Our vets say they see lots of dogs around the holidays from the owners feeding them table scraps.

4th December 2008, 12:35 PM
Thank you so much for the information - I had no idea that fatty foods could be dangerous. Like I said, we dont feed her any scraps - not that she doesnt try to get us to :rolleyes:

Ill keep that in mind for Christmas - maybe a little bit of white turkey meat, some dry dog food & carrots. Doesnt that sound delicious? Ill give the spouts a miss though because I will be boiling them in the water from the ham so that would probably make them a bit greasy.

4th December 2008, 03:24 PM
Mine often get a few left over vegies (so long as they've had no butter or salt added) & they get a bit of meat too so they will get a bit of Christmas dinner - but then I do give them less kibble.

One year I went to my mother in laws for Christmas dinner & felt bad for leaving the dogs on Christmas day & I had bought them pedigree rasks - they didnt have the small ones so I bought them medium ones & didnt think too much of it - just thought it would take them longer to eat them - well for 2 days I was clearing up 'rask' smelling diareah from everywhere - i will never buy them again!
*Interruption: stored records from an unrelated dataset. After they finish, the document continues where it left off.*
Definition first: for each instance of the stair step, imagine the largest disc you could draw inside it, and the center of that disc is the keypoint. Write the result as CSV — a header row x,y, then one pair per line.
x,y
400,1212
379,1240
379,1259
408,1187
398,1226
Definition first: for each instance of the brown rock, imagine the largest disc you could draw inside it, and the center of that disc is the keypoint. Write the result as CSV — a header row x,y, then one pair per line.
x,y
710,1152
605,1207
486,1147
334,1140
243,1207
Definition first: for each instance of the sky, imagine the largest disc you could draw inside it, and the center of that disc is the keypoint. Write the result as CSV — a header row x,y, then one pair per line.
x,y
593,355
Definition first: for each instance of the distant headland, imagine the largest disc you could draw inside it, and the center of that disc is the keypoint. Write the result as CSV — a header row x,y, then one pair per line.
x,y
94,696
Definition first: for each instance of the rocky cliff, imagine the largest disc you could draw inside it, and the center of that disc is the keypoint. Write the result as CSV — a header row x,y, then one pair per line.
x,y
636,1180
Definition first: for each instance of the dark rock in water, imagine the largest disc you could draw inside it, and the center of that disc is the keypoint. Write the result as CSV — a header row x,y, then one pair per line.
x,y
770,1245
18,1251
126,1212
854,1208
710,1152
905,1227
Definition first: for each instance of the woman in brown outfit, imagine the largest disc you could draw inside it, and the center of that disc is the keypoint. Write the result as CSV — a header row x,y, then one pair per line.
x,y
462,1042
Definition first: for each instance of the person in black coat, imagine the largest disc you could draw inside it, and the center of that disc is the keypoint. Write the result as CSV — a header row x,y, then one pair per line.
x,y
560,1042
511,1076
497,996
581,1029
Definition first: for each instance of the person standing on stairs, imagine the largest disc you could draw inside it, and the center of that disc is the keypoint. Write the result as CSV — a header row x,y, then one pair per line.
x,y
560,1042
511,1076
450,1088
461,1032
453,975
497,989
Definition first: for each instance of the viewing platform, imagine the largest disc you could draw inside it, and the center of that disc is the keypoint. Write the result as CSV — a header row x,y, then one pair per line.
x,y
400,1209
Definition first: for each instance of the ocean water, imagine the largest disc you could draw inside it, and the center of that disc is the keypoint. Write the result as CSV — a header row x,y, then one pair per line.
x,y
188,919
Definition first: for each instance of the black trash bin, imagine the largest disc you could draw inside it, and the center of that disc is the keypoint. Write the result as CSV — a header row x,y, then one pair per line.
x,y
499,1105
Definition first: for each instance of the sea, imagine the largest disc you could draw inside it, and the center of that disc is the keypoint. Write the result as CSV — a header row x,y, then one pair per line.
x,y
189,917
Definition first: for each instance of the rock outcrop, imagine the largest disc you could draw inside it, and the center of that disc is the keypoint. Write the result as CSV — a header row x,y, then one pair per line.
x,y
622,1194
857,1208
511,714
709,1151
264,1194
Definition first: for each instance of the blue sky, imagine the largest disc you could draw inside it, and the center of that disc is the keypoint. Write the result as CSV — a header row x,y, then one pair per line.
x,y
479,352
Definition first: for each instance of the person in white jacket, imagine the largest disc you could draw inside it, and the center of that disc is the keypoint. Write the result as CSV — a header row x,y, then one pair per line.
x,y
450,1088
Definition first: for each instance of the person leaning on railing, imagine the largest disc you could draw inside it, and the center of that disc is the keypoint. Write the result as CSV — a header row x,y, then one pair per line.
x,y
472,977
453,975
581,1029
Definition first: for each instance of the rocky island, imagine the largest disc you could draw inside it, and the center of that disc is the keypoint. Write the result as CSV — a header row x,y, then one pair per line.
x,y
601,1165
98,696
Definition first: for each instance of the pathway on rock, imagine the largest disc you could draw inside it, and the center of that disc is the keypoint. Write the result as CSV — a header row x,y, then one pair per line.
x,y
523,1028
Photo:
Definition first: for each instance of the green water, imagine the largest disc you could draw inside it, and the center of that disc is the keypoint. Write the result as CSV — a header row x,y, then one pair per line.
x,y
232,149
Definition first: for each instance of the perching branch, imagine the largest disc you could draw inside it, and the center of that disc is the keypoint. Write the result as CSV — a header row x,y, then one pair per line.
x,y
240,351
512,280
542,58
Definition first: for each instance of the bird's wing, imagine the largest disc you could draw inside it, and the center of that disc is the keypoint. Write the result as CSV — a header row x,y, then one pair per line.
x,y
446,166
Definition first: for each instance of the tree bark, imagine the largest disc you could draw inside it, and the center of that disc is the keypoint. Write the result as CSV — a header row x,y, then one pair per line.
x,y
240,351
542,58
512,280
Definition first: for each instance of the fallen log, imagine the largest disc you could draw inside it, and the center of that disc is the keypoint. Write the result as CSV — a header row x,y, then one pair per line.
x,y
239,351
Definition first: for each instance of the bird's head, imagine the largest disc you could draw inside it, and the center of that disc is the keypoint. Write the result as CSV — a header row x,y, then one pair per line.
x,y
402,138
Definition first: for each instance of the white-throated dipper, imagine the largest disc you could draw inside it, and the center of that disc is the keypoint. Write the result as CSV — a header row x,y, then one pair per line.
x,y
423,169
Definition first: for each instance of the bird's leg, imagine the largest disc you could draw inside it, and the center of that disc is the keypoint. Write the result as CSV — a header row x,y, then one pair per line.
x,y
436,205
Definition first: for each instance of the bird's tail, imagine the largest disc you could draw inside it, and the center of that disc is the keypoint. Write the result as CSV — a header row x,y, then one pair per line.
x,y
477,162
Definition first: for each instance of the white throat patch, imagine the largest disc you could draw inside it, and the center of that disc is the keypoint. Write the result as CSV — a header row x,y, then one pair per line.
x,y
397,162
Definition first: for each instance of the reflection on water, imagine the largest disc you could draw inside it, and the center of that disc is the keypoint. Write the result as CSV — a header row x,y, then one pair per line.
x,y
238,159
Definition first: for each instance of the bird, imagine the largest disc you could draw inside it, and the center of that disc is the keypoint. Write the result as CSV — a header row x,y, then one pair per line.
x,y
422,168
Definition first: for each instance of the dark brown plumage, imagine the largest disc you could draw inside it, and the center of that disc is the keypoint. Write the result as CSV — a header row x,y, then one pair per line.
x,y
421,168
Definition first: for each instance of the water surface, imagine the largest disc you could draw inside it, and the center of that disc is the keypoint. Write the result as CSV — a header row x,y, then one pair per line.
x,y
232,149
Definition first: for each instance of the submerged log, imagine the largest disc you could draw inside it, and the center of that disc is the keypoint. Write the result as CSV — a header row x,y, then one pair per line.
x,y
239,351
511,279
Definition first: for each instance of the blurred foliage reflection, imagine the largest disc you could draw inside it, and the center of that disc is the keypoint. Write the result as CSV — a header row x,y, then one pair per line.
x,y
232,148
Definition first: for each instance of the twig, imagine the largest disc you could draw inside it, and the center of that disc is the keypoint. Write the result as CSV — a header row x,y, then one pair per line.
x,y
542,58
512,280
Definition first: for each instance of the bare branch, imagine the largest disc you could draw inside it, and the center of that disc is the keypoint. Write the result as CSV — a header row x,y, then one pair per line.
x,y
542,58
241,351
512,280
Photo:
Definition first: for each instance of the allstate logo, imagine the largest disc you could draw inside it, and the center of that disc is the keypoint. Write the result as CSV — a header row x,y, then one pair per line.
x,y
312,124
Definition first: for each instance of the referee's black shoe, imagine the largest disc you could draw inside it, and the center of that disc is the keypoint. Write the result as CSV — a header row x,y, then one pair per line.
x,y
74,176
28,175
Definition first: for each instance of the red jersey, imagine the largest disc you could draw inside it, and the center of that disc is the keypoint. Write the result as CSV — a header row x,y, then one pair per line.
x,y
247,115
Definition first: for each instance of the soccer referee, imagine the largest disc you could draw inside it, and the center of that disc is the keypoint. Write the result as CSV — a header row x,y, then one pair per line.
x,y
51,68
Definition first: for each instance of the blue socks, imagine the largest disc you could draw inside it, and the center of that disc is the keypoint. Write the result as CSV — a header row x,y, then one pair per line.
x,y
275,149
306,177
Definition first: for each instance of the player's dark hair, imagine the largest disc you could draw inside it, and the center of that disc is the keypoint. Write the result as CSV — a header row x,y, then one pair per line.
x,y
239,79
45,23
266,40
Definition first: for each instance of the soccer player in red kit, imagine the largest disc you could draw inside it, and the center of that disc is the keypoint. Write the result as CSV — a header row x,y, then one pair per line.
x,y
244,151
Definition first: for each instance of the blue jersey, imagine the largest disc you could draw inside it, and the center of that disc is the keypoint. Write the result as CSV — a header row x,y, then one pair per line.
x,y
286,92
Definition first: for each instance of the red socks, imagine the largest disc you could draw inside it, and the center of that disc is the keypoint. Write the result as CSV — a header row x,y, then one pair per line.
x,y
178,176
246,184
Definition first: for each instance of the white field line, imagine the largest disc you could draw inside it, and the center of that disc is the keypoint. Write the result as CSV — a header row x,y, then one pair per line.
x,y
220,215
4th December 2008, 08:42 PM
My two have the veggies left over and a small amount of turkey that grandma makes especially for them with some gravy (made properly not out of a packet with loads of salt etc.)

We do suffer cabbage bottom for a day or two after but no squits or as grandad call's it "liquid gold"

5th December 2008, 04:27 AM
All five of the girls get a couple bites of turkey, a little broth, some veggies and a lick off my finger of cool whip.